According to Einstein’s General Theory of Relativity, time travel into the future is possible. This is made possible by the concept of Time Dilation, which means that time according to a clock will seem to pass slower as the clock approaches the speed of light. This concept has been extrapolated to the biological clock, meaning a person inside a vessel travelling at the speed of light will be have slower time exhibited upon them while the vessel travels at the “base” speed of light.
We run into issues trying to time travel backwards, however. Time Dilation doesn’t support “backwards time”, nor do concepts like wormholes. But in other respects, I believe that mankind has already achieved travelling back in time. For one, old beliefs and movements are sweeping through society again and gaining traction in a time that is supposed to champion progress.
One particular issue at the forefront of this backwards stumble is LGBT+ rights. The European nation of Hungary came under global scrutiny on June 15th, 2021 when Parliament passed a law barring LGBT+ content for minors. Although some supporters of the law claim it targets fighting pedophilia, human rights groups and LGBT+ activists say – with strong reason – this law is discriminatory. This law is being directly compared to the Russian law passed in 2013 banning gay “propaganda”. It also resembles Serbia’s ban on anyone with a “history of homosexual relations during the last five years” from donating “reproductive cells” for in-vitro fertilization and other paths to parenthood.
This law matches Hungary’s view on LGBT+ relationships. The country doesn’t recognize same-sex marriage, and also has a ban on gender changes.
After openly criticizing Hungary’s move, the European Union has began pressing legal charges against the nation. The driving force of the EU’s claim is that Hungary breached the EU Charter of Fundamental Rights passed back in 2000, prohibiting the targeting of or discrimination against minority groups, including the LGBT+ community.
The world’s nations are supposed to fight for their people, supposed to ensure their safety. Instead, many are choosing to flee nations like Hungary. They feel alienated, frustrated and ashamed of their nationality.
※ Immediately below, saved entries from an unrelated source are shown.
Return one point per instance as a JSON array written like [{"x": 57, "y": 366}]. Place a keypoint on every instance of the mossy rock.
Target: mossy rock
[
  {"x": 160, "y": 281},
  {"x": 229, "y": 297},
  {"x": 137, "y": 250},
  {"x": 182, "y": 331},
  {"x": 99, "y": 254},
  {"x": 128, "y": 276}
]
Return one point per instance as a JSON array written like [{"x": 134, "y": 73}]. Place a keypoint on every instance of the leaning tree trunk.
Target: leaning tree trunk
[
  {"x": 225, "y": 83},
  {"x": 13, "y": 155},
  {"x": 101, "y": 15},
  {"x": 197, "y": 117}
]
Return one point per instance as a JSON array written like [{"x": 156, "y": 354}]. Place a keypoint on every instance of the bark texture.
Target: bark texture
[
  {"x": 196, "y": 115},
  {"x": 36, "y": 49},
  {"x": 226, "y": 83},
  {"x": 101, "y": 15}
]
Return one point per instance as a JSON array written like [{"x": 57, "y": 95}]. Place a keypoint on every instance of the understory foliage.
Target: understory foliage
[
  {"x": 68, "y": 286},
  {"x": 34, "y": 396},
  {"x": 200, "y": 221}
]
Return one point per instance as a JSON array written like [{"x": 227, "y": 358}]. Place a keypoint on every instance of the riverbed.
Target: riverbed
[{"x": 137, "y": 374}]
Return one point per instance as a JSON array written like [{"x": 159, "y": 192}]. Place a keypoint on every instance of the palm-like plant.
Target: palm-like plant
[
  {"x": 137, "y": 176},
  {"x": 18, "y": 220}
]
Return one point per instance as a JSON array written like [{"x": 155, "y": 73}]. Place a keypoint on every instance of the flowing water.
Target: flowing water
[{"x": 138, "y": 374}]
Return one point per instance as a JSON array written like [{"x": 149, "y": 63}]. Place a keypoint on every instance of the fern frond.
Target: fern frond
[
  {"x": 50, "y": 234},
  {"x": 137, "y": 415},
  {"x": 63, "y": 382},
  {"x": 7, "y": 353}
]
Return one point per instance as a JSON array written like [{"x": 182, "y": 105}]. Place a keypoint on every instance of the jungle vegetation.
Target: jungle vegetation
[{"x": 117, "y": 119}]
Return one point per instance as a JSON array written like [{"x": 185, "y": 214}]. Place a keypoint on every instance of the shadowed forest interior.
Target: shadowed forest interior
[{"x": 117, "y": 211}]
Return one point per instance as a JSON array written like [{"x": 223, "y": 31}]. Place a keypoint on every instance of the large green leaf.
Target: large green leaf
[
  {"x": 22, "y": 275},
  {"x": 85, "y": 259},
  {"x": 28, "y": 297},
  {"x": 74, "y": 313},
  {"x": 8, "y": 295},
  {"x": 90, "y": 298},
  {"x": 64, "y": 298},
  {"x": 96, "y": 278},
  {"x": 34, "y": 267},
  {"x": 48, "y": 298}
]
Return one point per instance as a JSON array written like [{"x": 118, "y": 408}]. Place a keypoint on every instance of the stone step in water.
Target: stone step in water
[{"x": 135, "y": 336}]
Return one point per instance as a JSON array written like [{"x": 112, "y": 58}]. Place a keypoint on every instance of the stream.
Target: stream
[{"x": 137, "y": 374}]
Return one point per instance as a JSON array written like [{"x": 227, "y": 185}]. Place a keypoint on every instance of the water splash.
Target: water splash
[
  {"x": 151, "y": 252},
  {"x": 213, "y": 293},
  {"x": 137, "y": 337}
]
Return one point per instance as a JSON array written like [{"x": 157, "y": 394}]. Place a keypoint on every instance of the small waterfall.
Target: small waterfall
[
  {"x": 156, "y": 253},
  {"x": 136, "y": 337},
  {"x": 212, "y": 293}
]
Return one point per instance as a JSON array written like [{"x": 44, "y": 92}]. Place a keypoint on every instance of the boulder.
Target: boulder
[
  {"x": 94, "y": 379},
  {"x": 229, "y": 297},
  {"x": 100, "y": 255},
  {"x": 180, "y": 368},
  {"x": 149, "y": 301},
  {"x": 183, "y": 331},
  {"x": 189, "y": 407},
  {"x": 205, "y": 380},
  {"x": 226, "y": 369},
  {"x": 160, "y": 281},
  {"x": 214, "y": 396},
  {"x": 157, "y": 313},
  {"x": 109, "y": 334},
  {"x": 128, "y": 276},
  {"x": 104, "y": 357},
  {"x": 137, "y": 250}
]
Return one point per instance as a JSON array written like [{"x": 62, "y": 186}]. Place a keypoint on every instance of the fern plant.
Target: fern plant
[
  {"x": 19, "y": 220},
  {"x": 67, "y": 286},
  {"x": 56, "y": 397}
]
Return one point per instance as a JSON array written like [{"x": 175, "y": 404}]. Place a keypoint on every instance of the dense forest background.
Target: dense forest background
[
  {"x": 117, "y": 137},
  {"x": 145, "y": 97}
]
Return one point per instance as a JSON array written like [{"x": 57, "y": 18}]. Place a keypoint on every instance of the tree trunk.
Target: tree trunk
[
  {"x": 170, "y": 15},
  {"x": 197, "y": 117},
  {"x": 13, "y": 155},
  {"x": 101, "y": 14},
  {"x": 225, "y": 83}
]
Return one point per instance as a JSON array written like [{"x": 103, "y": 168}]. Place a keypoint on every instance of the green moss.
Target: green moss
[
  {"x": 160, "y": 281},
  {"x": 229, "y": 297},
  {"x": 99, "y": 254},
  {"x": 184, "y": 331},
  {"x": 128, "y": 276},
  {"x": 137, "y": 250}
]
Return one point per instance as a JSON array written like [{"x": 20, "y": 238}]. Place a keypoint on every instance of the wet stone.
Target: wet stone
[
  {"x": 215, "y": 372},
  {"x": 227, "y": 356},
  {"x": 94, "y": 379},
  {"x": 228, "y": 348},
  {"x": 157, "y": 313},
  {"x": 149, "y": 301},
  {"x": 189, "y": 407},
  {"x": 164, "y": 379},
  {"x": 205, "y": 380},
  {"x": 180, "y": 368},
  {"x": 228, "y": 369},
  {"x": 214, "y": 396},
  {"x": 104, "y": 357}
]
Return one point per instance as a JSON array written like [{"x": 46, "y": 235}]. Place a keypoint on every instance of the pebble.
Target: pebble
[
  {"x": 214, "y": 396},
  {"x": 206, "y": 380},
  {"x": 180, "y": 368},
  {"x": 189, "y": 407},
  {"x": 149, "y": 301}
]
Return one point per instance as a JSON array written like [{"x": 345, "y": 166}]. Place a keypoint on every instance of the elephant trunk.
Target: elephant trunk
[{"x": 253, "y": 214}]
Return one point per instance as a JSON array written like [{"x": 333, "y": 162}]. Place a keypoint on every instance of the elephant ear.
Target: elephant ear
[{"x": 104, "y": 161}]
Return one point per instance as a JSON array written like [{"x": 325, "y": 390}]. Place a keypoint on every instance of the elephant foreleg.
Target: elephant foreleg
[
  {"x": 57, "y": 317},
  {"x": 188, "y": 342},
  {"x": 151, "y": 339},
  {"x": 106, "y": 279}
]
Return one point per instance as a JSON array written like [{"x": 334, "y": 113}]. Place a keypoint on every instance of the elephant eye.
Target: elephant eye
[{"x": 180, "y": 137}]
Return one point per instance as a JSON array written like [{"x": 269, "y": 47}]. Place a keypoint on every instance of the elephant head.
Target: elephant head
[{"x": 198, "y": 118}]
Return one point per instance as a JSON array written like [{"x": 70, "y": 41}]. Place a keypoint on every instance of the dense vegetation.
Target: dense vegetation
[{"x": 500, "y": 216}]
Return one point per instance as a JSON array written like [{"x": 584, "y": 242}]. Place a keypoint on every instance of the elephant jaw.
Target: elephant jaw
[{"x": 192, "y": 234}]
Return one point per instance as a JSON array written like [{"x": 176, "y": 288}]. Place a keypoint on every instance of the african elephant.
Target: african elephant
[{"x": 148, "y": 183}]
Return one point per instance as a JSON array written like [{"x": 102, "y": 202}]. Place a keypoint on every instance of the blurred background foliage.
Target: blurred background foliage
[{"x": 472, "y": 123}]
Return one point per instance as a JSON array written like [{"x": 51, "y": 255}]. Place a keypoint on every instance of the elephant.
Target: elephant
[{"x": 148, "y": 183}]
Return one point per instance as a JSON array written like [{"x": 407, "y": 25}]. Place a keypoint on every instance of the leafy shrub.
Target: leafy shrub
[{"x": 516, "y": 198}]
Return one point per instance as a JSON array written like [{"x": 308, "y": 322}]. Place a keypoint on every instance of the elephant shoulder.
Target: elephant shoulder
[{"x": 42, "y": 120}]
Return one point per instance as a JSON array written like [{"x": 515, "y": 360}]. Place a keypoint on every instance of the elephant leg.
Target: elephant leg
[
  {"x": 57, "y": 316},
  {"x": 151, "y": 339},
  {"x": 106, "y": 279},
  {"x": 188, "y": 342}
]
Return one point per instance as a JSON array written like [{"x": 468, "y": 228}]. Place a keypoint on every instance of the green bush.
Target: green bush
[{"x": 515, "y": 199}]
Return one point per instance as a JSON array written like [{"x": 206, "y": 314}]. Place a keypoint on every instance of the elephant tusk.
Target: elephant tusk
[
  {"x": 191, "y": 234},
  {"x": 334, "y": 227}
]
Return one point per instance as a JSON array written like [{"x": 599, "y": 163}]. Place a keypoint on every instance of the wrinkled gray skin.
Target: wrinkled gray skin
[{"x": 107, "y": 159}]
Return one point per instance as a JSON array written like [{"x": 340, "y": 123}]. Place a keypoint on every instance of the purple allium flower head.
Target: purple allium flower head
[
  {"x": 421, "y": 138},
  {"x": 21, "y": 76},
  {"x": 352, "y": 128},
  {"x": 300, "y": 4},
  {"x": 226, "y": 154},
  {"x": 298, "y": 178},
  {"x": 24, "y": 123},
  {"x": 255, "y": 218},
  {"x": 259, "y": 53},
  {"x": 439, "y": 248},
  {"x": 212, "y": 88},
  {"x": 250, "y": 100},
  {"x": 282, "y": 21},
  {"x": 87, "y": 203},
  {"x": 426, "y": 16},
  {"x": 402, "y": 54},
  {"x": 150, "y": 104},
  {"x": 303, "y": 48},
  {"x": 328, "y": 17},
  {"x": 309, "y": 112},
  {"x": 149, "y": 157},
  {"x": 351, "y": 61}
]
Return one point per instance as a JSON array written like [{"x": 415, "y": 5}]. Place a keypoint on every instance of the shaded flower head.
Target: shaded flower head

Recently, human rights of citizens of many nations have seen a downward trajectory. Perhaps risen by COVID-19 related frustration, rising internet usage and thereby increased exposure to false media or maybe just a product of time. I ask you, though: how hard is it to accept someone different than yourself? I see no definition of normal in this world, but instead an ever evolving group of citizens. Power is a social construct that was meant to maintain positive order, not obsessive control. Dominance never existed until it was used, tested and enforced. Community was meant to unite, never exclude or divide. Hence, it is strange how in testing times, the burden of reality falls on youth who see no power and no dominance but strong community.
I like to see society in the lens of science, because it shows us that we are identical; all blood, tissue, muscle and bone.